Volney Rebelo escreve ‘Revolução’ sobre a Ditadura Militar

24 / 08 / 11

Durante a Ditadura Militar, a Polícia Federal e o Exército torturavam com pressões psicológicas irresistíveis causando danos morais irreversíveis.

Nasci no final dos anos 50, precisamente em 1958, no final do ano, em Outubro, dia 02. O Brasil estava absolutamente na órbita de influência norte-americana. A sociedade brasileira estava ‘americanizada’. A juventude bebia Coca-Cola, entretanto, lá para as bandas “da Viçosa” em Alagoas, meu avô materno fabricava a cajuína, um tipo de refrigerante deliciosamente adoçado com mel de caju e engarrafado em pequenas garrafas de vidro com tampa de metal forrada com cortiça. Existia a Crush, Grapette e outros a base de cola, porém, a nossa cajuína, a nossa caçula, “a caçulinha” era imbatível.

Tomávamos a caçulinha São Luiz todos os dias, e não comprava coca cola porque o sabor da caçulinha era verdadeiramente muito mais palatável. Os revolucionários brasileiros, exauridos por golpes armados, nasceram com esta forte tendência a defender a nossa cultura e costumes. Nosso referencial para tomar o poder era a Luta Armada. A década de 60 até o final, as crianças e adolescentes convivemos com invasões em nossos domicílios, a qualquer hora do dia ou da noite, pelos órgãos de repressão, os miseráveis dos DOPS, da Polícia Federal e os ditadores do Exército Brasileiro.

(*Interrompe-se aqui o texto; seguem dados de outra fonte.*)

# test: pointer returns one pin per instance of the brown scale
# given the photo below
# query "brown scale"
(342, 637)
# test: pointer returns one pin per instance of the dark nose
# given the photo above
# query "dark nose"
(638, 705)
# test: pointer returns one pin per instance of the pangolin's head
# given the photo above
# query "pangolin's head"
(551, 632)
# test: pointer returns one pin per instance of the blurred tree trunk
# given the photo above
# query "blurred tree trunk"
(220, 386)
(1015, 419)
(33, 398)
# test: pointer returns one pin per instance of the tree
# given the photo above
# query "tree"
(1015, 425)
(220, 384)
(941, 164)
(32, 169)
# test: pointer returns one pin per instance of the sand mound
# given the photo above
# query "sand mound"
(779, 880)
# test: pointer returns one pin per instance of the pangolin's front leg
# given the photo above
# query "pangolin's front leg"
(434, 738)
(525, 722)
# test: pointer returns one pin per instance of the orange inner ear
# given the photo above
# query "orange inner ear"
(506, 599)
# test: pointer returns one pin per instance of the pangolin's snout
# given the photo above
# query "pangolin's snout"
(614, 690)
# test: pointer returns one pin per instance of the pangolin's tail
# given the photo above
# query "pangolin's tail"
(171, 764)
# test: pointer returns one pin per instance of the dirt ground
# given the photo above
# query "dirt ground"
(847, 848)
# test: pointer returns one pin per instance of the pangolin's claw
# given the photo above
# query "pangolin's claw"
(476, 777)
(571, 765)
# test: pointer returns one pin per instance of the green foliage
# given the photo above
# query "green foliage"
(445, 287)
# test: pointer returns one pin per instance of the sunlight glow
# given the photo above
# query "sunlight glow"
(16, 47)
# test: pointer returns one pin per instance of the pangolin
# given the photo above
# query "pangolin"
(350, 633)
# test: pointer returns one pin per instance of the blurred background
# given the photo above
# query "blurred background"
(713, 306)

Era muito comum, à época, ouvir crianças dizer que odiava “polícia”. A famosa Rádio Patrulha já prendia batendo, os torturadores do DOPS, usavam o ‘pau de arara’, choques elétricos e os mergulhos nos tanques de água podre. A Polícia Federal e o Exército torturavam com pressões psicológicas irresistíveis causando danos morais irreversíveis. Roubava nossos livros, nossos manuscritos, nossa liberdade de apreender conhecimentos. Tudo era proibido e esta tortura física, principalmente com os que defendiam a liberdade, transformava-se em tortura social e marcando profundamente toda a nova geração.

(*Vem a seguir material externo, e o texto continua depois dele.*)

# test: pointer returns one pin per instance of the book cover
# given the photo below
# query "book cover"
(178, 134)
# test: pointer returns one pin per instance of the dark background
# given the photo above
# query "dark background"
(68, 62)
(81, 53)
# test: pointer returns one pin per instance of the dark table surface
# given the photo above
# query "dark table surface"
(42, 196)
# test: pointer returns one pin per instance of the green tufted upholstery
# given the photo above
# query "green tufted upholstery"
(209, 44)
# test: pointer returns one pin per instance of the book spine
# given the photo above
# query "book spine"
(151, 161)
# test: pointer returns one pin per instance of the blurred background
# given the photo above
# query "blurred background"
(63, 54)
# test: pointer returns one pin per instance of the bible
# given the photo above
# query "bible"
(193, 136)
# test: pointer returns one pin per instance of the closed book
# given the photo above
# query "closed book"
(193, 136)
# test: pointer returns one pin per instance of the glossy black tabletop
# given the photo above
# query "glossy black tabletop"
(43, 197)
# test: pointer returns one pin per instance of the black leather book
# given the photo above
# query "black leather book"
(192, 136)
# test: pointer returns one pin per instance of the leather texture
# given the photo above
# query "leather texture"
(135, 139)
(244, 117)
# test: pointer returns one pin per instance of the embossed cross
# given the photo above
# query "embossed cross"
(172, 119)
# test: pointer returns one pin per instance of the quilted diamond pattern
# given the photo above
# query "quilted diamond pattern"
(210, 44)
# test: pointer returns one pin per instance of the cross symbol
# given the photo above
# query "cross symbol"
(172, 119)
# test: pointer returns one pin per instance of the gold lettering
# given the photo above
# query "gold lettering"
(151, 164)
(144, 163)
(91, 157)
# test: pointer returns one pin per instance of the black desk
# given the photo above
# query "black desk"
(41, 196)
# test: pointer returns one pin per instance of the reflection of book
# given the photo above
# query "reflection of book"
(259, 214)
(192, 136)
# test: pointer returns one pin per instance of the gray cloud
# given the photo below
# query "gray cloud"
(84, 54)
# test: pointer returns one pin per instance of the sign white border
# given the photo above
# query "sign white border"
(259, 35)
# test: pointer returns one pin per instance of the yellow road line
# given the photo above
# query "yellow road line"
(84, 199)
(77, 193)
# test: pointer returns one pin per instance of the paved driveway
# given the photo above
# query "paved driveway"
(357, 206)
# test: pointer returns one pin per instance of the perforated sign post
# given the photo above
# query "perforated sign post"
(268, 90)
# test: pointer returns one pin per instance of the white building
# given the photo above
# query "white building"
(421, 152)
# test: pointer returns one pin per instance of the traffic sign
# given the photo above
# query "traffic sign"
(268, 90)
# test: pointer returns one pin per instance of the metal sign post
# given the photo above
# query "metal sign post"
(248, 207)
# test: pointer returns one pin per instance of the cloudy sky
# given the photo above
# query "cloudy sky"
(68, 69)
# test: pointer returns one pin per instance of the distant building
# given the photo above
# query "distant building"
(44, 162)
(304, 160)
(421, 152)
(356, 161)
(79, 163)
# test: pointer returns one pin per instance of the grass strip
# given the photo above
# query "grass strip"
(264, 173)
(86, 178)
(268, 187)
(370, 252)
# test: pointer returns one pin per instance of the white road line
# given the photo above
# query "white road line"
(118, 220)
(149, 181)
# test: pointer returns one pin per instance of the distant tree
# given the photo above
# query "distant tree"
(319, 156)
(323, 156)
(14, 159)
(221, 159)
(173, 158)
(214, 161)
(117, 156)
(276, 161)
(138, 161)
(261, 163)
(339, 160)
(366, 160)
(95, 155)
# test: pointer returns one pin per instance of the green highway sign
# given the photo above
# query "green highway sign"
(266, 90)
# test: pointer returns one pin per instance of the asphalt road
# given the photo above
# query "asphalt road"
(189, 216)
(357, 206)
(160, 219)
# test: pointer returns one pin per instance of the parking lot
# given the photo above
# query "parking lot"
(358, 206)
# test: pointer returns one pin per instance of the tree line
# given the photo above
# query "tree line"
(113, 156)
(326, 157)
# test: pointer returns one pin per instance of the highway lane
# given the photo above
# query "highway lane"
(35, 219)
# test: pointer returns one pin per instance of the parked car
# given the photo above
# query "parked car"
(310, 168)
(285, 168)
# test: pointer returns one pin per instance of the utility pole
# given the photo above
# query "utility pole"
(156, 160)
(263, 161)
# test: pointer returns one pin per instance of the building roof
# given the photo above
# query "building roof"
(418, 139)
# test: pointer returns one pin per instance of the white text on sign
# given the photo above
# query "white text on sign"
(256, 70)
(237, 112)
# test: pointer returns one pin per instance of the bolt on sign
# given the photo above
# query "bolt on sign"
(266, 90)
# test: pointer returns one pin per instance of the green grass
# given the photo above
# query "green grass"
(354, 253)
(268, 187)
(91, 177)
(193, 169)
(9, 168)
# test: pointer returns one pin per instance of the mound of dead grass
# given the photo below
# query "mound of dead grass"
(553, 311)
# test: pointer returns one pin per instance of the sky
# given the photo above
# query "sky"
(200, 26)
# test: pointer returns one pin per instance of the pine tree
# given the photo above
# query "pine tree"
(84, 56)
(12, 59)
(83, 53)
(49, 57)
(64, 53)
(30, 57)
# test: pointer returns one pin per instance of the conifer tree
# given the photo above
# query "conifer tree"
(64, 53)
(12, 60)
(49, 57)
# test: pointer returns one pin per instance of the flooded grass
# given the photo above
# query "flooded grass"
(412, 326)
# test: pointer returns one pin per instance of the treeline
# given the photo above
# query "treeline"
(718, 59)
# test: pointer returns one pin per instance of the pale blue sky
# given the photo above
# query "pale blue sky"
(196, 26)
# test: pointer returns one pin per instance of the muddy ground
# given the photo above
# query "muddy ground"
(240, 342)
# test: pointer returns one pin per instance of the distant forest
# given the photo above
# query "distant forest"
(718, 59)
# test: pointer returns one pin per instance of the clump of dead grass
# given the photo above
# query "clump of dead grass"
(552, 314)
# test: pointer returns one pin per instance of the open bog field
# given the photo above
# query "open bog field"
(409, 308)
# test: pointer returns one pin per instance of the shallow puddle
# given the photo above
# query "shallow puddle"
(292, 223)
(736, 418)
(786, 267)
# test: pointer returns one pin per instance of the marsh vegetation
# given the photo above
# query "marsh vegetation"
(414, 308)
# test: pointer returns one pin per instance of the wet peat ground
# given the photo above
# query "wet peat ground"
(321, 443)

“Não pode falar sobre o governo. Não pode falar sobre o governador. Não pode falar sobre o soldado. Não pode falar sobre a rapariga do soldado”. Enfim, a crítica dialética era banida da face da terra brasilis. E essa nova geração lutava contra essa censura imposta pelo regime. Nunca aceitamos a Ditadura Militar. Jamais fomos ‘americanalhados’. Jamais aceitamos a injustiça. O combate estava determinado em nossas vidas desde a primeira infância, quer seja por influência da tomada do poder pela liberdade, quer seja pela luta por igualdade ou simplesmente pela fraternidade entre os povos.

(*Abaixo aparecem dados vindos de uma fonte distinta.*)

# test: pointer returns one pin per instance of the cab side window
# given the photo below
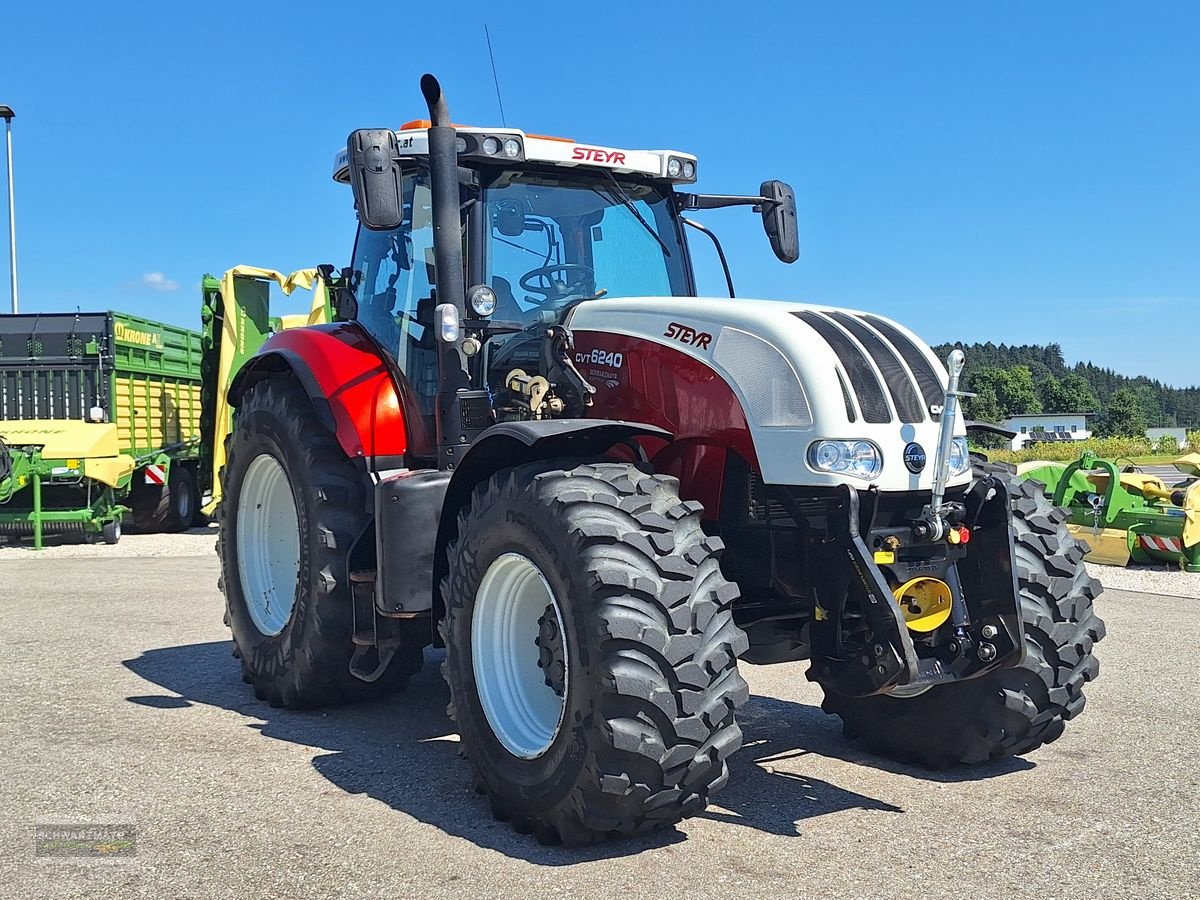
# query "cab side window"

O projeto marxista era a nossa bandeira, vermelha, fecunda. O pipocar das metralhadoras era o nosso grito de guerra, a ditadura, uma muralha podre. O treinamento de guerrilha em Rondônia, no Araguaia, Caparaó, ou Palmeira de Fora, transformava adolescentes em jovens revolucionários. Estas são as minhas lembranças da luta contra uma ditadura instalada em meu País. Hoje o Brasil é vermelho, vermelho rubro, vermelho fecundo, livre, igual e soberano. Portanto, jovem brasileiro amai nossa terra, nosso povo, nossa cultura, e fundamentalmente, o estado democrático que conquistamos às duras penas, tendo muitas das vezes que “enrijecer, mas sem perder a ternura, jamais”, como diria o camarada revolucionário Ernesto Che Guevara.

Marechal Deodoro/AL, 23 de Agosto de 2011.